Download or read book Radio Network Prime Time Programming 1926 1967 written by Mitchell E. Shapiro and published by McFarland. This book was released on 2024-10-15 with total page 644 pages. Available in PDF, EPUB and Kindle. Book excerpt: Difficult as it is for some to imagine what people relied on for home entertainment in the evening before television--it was that equally big medium, radio. Its programs were the precursors to the popular television sitcoms and dramas of today. This work provides two main kinds of information: month-by-month prime time (7pm to 11pm) schedules from January 1929 through July 1961, for all national broadcasting networks, and a detailed listing of all network programming moves (from July 1926 until August 1967), including series premieres, cancellations, and time slot moves, plus a yearly recap of key programming moves. Only regularly scheduled series are included. Single event or special programming is not included. The book is divided into seven chapters, one for each night of the week; each chapter consists of individual month-by-month prime time schedules for each network followed by a detailed chronological listing of each of that network's series and programming moves.

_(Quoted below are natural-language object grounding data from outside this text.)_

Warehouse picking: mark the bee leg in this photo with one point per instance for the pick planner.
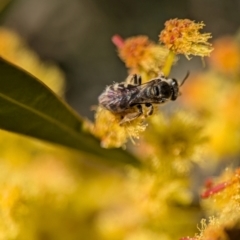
(150, 106)
(131, 116)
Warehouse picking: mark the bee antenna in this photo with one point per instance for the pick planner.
(185, 78)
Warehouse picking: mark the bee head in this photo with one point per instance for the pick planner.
(173, 83)
(175, 86)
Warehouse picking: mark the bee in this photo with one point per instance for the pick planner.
(128, 98)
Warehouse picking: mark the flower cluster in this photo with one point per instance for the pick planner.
(182, 36)
(143, 56)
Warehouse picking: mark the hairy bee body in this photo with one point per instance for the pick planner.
(120, 97)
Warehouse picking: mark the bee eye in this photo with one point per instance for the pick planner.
(155, 91)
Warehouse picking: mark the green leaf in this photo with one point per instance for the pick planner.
(30, 108)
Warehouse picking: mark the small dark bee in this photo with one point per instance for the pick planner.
(127, 98)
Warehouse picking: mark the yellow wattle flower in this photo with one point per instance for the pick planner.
(182, 36)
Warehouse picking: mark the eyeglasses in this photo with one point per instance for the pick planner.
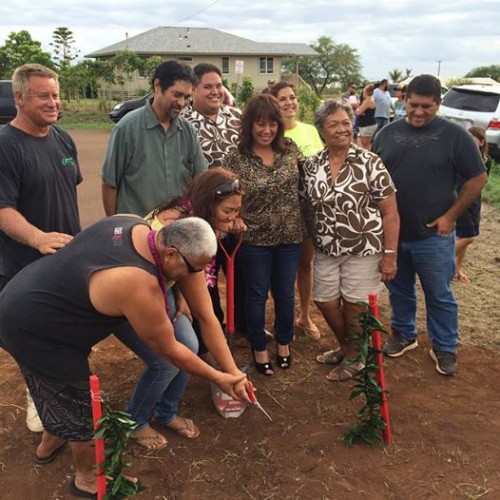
(189, 266)
(228, 188)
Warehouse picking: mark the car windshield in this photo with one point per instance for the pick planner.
(471, 100)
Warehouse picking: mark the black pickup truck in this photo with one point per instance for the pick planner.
(7, 104)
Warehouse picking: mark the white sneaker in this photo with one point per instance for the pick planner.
(33, 421)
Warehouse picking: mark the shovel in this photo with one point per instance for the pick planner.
(226, 406)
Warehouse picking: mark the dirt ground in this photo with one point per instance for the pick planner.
(445, 430)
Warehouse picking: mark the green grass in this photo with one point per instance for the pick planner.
(491, 192)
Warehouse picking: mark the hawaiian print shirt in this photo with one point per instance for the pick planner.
(219, 137)
(346, 217)
(272, 208)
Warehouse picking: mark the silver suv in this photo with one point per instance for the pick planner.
(470, 105)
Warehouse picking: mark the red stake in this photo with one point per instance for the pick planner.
(230, 257)
(377, 344)
(95, 394)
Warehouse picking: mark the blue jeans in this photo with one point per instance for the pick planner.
(433, 261)
(161, 386)
(265, 268)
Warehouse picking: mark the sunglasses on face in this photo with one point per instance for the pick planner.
(191, 269)
(228, 188)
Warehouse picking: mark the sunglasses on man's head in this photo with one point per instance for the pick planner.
(228, 188)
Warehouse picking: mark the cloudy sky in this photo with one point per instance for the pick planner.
(453, 36)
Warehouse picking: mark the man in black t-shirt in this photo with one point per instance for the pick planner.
(424, 154)
(39, 173)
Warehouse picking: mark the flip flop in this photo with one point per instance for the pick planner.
(333, 357)
(186, 429)
(77, 492)
(312, 331)
(50, 458)
(345, 371)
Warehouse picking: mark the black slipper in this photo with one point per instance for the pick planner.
(50, 458)
(77, 492)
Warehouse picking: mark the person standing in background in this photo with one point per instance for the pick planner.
(467, 227)
(218, 125)
(269, 87)
(383, 104)
(366, 117)
(309, 142)
(153, 152)
(39, 172)
(400, 105)
(267, 164)
(218, 128)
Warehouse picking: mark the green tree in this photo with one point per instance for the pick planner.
(20, 49)
(124, 64)
(492, 71)
(335, 62)
(395, 75)
(64, 51)
(150, 65)
(246, 90)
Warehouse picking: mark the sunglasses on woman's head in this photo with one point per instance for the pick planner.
(228, 188)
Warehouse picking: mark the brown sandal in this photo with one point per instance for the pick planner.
(185, 427)
(333, 357)
(312, 331)
(150, 439)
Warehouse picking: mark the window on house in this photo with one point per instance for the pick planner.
(267, 65)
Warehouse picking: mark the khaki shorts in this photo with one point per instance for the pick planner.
(349, 276)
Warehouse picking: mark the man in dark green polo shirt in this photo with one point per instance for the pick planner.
(153, 152)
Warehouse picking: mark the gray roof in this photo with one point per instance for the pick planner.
(200, 41)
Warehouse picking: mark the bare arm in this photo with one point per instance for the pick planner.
(390, 226)
(471, 189)
(109, 196)
(15, 225)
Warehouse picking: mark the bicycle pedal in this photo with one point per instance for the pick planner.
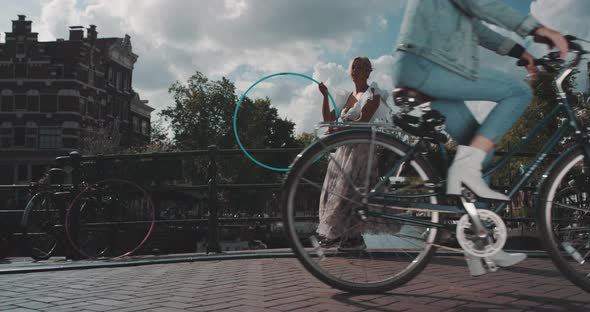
(490, 265)
(317, 247)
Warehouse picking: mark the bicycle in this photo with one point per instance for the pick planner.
(107, 218)
(397, 202)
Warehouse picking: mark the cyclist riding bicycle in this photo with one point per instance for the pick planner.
(437, 58)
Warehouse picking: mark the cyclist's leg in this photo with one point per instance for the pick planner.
(511, 95)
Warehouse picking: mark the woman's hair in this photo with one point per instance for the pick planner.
(364, 60)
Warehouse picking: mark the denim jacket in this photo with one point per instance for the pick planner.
(448, 32)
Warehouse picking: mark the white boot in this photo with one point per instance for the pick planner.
(466, 169)
(502, 258)
(505, 259)
(475, 266)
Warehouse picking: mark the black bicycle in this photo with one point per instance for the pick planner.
(107, 218)
(394, 207)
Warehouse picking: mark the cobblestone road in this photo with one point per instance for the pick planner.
(281, 284)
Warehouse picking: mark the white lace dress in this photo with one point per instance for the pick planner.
(338, 199)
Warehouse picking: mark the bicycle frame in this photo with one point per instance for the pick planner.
(570, 127)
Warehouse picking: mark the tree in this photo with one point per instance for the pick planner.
(203, 115)
(543, 102)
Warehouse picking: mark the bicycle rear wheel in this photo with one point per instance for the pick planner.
(329, 174)
(110, 218)
(564, 218)
(40, 225)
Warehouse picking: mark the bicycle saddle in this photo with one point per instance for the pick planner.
(416, 117)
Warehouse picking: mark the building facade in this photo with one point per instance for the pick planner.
(54, 94)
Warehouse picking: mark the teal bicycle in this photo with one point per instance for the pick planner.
(394, 207)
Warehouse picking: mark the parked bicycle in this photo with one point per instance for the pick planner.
(107, 218)
(400, 207)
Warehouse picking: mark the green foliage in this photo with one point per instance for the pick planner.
(203, 115)
(543, 102)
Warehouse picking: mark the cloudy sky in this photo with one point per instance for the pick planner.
(245, 40)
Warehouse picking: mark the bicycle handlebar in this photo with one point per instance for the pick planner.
(553, 57)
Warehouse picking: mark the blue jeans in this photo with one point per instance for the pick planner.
(451, 90)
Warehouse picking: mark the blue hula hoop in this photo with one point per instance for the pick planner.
(240, 103)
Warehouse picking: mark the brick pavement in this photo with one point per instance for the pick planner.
(281, 284)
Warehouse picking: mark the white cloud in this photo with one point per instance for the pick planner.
(568, 17)
(175, 38)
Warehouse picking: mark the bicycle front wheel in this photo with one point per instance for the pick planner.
(564, 218)
(110, 218)
(328, 197)
(41, 225)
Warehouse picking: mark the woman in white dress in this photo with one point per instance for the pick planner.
(338, 224)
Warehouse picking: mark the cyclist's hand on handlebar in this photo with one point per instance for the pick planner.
(323, 89)
(530, 68)
(553, 39)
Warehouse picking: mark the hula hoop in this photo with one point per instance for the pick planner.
(240, 103)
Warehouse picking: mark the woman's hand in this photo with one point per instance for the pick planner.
(531, 68)
(552, 38)
(323, 89)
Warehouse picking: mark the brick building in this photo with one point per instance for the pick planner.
(53, 94)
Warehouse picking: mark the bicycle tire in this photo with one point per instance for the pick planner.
(6, 243)
(105, 229)
(384, 246)
(567, 187)
(39, 226)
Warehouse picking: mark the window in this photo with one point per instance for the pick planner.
(33, 103)
(48, 103)
(20, 70)
(69, 103)
(92, 109)
(31, 136)
(144, 127)
(125, 111)
(119, 82)
(38, 171)
(20, 48)
(20, 102)
(23, 172)
(82, 107)
(7, 103)
(49, 138)
(135, 122)
(6, 136)
(19, 136)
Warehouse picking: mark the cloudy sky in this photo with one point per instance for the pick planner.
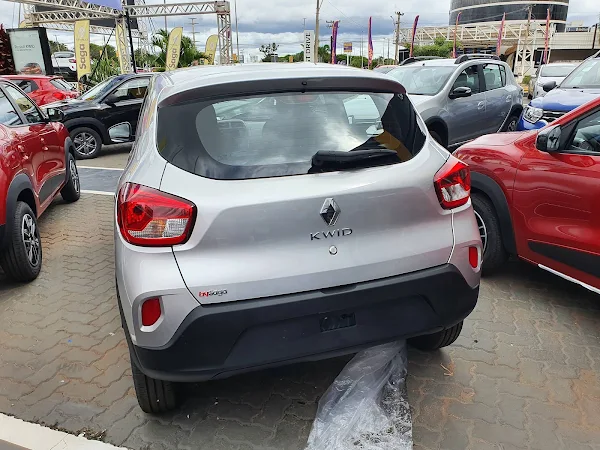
(264, 21)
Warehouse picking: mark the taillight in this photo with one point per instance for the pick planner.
(151, 311)
(453, 183)
(152, 218)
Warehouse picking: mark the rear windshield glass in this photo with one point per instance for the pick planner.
(278, 134)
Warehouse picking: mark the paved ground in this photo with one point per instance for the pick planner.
(524, 374)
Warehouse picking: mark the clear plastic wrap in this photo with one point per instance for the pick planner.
(366, 407)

Download or read book Jes s Mar a Sanrom written by Alberto Hernández and published by Scarecrow Press. This book was released on 2008-05-02 with total page 380 pages. Available in PDF, EPUB and Kindle. Book excerpt: Puerto Rican born Jesús María Sanromá (1902-1984) was one of the leading pianists in the United States. After graduating from the New England Conservatory, he embarked on an enviable concert career as official pianist for the Boston Symphony Orchestra, as well as soloist with other leading American orchestras. He was an accompanist, a recording artist, and a teacher, and he also stimulated and commissioned composers to write new music, fueled by his eagerness to present it to the general public. Jesús María Sanromá: An American Twentieth-Century Pianist is the first biography of this talented performer and one of the first books written about a native Puerto Rican classical musician. The book depicts many facets of Sanromá's life: his youth in Puerto Rico; his training at the Conservatory and abroad; his amazing concert career and collaboration with first-class musicians, conductors, and composers; his historical performances and recordings; and the zenith of his musical life when he returned home. Alberto Hernández provides abundant information about Sanromá's life, career, and professional relationships, uniquely documenting the pianist's close association and collaboration with Paul Hindemith, Serge Koussevitzky, Walter Piston, Nicolas Slonimsky, Vladimir Dukelsky, Mrs. Edward MacDowell, Arthur Fiedler, William Primrose, and many others. Two appendixes offer the complete sound archives and a list of Sanromá's impressive orchestra repertory, making this book a valuable reference as well as an informative read for music lovers and students of American and Latin American history.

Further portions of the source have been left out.